High-power pulsed electronics and compact capacitive storage demand lead-free dielectrics that simultaneously offer high breakdown strength (BDS), energy storage density (W_rec), energy efficiency (η) and stability across frequencies and temperatures. Guided by an ultrawide bandgap assisted design, we incorporate an ultrawide bandgap (∼6 eV) linear dielectric, CaHfO₃ (CH), into 0.7Bi_0.5Na_0.5TiO₃-0.3Sr_0.7Nd_0.2TiO₃ (BNT-0.3SNT) to elevate BDS while minimally perturbing the host lattice. Moreover, the high-strength, covalent character of octahedrally coordinated Hf–O bonds is central to stability. BNT-0.3SNT delivers a W_rec of 4.37 J cm⁻³, whereas the optimized BNT-0.3SNT-0.05CH achieves a BDS of up to 700 kV cm⁻¹, with a W_rec of 8.61 J cm⁻³ and an η of 83.2%. Moreover, it exhibits excellent frequency stability, with the W_rec varying by only 3.6% over 0.1–200 Hz.
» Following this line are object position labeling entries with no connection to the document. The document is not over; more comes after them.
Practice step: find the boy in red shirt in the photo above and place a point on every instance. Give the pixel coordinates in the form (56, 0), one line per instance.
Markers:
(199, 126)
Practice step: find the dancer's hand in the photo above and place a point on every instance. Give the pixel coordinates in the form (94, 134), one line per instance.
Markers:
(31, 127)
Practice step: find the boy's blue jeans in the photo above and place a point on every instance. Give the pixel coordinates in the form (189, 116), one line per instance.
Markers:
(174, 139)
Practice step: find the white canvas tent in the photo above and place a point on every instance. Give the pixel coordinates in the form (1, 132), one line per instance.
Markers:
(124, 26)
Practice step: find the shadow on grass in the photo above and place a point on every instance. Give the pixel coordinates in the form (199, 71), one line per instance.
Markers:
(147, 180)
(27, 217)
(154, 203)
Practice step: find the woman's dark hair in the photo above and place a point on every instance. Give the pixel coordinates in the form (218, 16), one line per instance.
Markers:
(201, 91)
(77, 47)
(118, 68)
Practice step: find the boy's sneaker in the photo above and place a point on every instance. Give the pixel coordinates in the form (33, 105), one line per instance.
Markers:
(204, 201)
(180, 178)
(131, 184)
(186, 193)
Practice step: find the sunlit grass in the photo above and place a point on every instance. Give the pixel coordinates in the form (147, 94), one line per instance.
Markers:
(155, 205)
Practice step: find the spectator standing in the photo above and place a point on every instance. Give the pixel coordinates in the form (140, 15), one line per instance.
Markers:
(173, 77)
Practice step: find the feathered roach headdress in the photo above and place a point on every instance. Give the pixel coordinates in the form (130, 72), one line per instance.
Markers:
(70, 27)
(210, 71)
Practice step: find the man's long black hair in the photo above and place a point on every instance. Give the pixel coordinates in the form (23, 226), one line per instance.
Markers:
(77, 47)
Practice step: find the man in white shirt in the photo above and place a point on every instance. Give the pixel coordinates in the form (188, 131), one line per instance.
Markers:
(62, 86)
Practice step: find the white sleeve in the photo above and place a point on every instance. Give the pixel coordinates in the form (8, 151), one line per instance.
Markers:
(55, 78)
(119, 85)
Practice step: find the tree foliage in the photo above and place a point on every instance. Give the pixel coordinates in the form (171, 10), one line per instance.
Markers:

Mechanistically, the similarity in ionic radii and valence states between CH and the host matrix helps preserve high saturation polarization; concurrently, grain refinement, bandgap widening, and a reduced oxygen-vacancy concentration act synergistically to enhance the BDS and W_rec. This ultrawide bandgap strategy provides a general design route to high field, fast charge–discharge, lead-free energy storage ceramics for next generation pulsed power systems.